Pour les autres types de cuisinières, on mise surtout sur un bon fond capsulé qui conduit adéquatement la chaleur à la base de l'ustensile. Il doit être muni d'un conducteur magnétique avec une teneur en carbone assez élevée pour qu'un aimant y tienne, dans le cas des cuisinières à induction. Et puisque la surface des modèles en vitrocéramique est fragile, oubliez la fonte, qui risque de l'abîmer.

LA COMPOSITION

Un fond de bonne épaisseur (2/8 à 7/8 de pouce) est essentiel pour bien contenir la chaleur. Sur le marché, 90 % des casseroles sont en acier inoxydable, un matériau robuste qui n'altère pas la saveur des aliments, mais qui ne peut toutefois conduire la chaleur. Pour cette raison, on y encapsule une feuille d'aluminium, de l'aluminium coulé (plus cher) ou un autre métal conducteur entre deux couches d'acier inoxydable, d'où la mention trois plis. Ce principe est appliqué également aux parois dans le cas des modèles multimétal.

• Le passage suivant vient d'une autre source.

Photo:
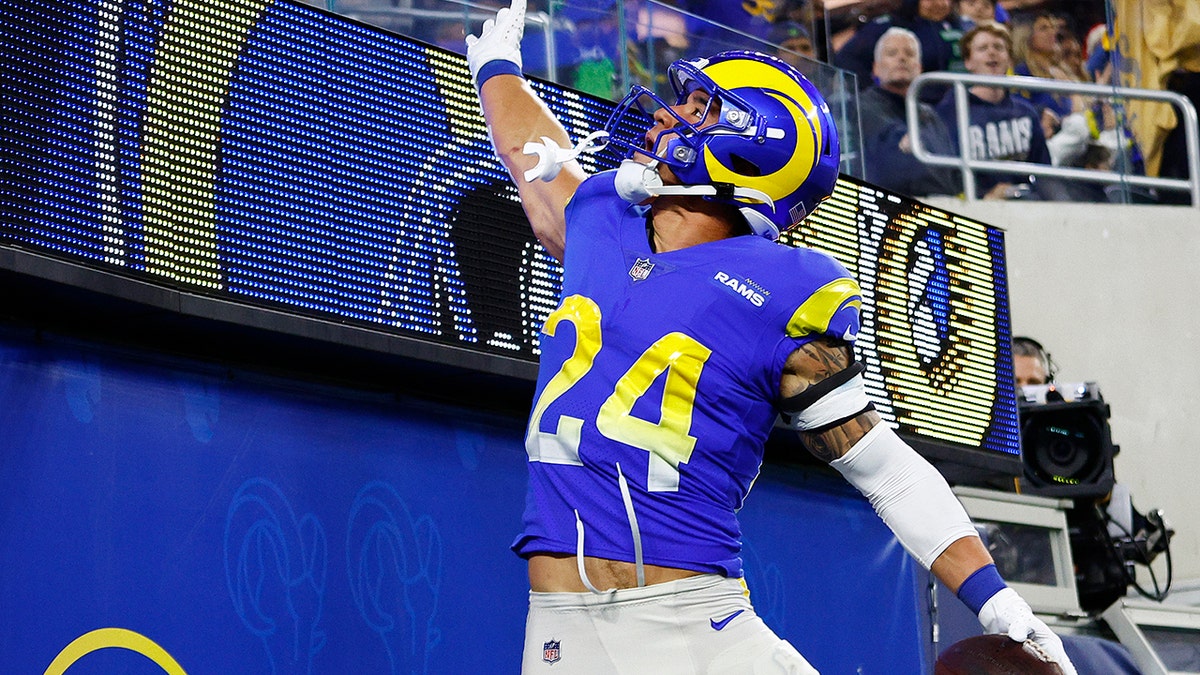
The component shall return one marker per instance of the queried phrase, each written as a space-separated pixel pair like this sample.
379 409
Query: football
995 655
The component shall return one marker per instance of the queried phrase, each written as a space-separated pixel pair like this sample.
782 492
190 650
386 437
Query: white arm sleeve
907 493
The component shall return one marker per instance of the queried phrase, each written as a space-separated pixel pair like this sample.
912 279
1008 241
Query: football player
683 333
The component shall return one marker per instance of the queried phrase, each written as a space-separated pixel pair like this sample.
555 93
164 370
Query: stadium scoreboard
291 161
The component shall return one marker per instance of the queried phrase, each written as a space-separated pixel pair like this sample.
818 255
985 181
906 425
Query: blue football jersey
663 371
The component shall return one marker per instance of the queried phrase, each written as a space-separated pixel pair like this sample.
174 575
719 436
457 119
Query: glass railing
603 47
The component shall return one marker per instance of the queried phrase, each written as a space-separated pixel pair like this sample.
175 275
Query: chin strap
551 156
636 183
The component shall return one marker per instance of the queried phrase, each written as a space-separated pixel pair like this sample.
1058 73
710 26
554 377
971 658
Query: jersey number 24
669 441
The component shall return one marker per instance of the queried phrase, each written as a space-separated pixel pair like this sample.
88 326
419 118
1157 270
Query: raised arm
516 115
822 398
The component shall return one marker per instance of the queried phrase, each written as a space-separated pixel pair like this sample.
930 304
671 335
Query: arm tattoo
822 358
834 443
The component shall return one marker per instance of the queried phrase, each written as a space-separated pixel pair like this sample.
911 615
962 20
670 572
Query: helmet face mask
773 133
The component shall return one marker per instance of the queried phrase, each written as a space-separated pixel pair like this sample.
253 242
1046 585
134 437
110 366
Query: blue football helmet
775 136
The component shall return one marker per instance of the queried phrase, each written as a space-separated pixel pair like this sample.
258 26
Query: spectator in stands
1023 10
975 12
1031 363
713 34
795 46
1002 126
1043 48
661 39
887 145
936 27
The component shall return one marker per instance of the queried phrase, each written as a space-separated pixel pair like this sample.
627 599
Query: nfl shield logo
550 651
641 269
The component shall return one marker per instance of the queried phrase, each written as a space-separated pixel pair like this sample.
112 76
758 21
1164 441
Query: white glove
499 41
551 156
1008 614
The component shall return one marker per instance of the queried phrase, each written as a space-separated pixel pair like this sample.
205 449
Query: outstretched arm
822 398
516 115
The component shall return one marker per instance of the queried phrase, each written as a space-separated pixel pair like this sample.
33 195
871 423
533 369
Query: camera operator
1108 535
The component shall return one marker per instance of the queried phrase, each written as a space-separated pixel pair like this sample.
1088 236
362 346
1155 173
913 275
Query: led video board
279 156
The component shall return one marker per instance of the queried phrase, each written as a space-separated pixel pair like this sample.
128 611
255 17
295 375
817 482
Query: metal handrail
969 166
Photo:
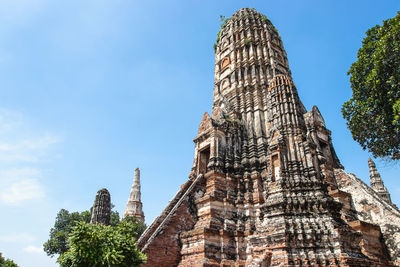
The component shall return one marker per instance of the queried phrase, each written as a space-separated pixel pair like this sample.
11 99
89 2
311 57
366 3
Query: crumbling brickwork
101 211
263 189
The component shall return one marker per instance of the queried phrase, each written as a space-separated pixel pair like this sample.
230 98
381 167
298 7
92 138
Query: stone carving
263 188
377 183
101 210
134 206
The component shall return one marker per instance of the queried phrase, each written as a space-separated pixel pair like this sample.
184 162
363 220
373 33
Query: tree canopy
65 222
6 262
101 245
373 111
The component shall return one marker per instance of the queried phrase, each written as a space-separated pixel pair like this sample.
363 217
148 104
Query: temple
266 187
101 211
134 206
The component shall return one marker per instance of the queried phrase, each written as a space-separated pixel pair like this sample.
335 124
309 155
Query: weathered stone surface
101 208
374 209
263 188
134 206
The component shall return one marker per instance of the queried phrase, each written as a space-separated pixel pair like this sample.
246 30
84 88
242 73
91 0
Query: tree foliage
6 262
373 112
65 222
100 245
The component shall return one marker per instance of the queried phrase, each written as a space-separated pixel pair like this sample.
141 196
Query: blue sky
90 90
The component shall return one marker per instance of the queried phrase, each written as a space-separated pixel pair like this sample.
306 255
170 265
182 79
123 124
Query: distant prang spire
377 182
101 208
134 205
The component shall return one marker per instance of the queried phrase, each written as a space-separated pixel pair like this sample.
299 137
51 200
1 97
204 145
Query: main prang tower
262 187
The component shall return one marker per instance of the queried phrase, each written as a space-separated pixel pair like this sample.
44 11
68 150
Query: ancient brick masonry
263 188
101 208
134 206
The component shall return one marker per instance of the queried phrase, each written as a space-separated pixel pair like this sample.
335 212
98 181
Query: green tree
65 222
6 262
100 245
373 111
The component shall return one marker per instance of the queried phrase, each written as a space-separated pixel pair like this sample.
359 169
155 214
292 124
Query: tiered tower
101 210
377 183
134 206
260 188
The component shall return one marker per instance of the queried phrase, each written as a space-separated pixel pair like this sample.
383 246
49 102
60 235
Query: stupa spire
377 182
134 206
101 208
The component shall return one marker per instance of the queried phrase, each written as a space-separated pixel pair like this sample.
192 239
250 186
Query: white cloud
17 238
28 150
34 249
21 150
22 190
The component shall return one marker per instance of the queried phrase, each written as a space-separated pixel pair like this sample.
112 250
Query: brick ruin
134 206
101 212
266 187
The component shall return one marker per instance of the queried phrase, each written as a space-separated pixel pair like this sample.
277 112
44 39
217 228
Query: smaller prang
101 208
377 182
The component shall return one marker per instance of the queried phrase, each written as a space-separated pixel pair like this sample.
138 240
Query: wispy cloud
17 238
28 150
19 185
34 249
21 149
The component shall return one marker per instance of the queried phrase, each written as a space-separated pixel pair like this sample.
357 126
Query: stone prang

Il ne devrait y avoir aucun jeu sous l'ustensile lorsqu'on le dépose sur une surface parfaitement plane, précise Pasquale Vari, professeur de cuisine à l'Institut de tourisme et d'hôtellerie du Québec (ITHQ). Quant aux côtés, ils doivent être assez épais, idéalement droits plutôt qu'incurvés si on cuisine au gaz, puisque la flamme ira flatter autrement les parties proéminentes des parois.

L'ERGONOMIE

Prenez le temps de manipuler les ustensiles en magasin pour évaluer leur solidité, leur confort et le plaisir que vous aurez à les utiliser. « Des ustensiles, c'est comme de bons outils : il faut que ce soit adapté à la tâche à accomplir et que ça serve ! Laissez faire les gadgets. Ça prend du robuste, du fonctionnel et du durable », estime Pasquale Vari. Comparez entre eux les modèles plus chers et plus abordables pour vous donner une idée de la différence.

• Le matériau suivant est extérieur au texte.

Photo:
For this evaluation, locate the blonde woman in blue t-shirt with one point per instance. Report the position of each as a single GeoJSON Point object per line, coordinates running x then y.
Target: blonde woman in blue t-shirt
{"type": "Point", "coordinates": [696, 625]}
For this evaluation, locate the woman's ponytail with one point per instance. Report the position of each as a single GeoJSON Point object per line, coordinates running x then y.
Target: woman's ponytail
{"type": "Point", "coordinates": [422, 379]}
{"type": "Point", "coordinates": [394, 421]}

Le poids est un indice de qualité lorsqu'on compare deux modèles semblables. Mais un instrument lourd n'est pas forcément la meilleure option. « Une casserole en fonte n'est d'aucun intérêt si on n'a pas la force de la soulever. L'instrument doit être adapté à la personne qui l'utilise », précise le professeur de cuisine.

LA FINITION

Les poignées sont normalement en acier inoxydable et vont au four. Très peu d'ustensiles sont encore équipés de bakélite, un plastique noir cuit à haute température qui peut aller au four, mais se dessèche à l'usage. À rivets ou soudés ? Question de goût. Mais puisque celles qui sont utilisées sur des cuisinières au gaz seront soumises à la chaleur des flammes, mieux vaut privilégier les poignées rivetées dans ce cas, selon Michel Couture.

Quant au couvercle, l'important n'est pas qu'il soit lourd, mais qu'il se ferme bien sans laisser d'ouvertures, pour maintenir la chaleur à l'intérieur de la casserole et réussir les cuissons à l'étuvée. Plusieurs entreprises proposent des couvercles en verre : une fantaisie, selon les chefs, qui privilégient ceux en acier pour leur solidité.

L'ENTRETIEN ET LA DURABILITÉ

Certains matériaux, par exemple le cuivre qui est considéré comme l'un des meilleurs conducteurs de chaleur, exigent des soins particuliers. D'autres comme le verre ou le grès sont plus fragiles. Les antiadhésifs sont généralement moins résistants. Sachez ce qui vous attend avant d'acheter.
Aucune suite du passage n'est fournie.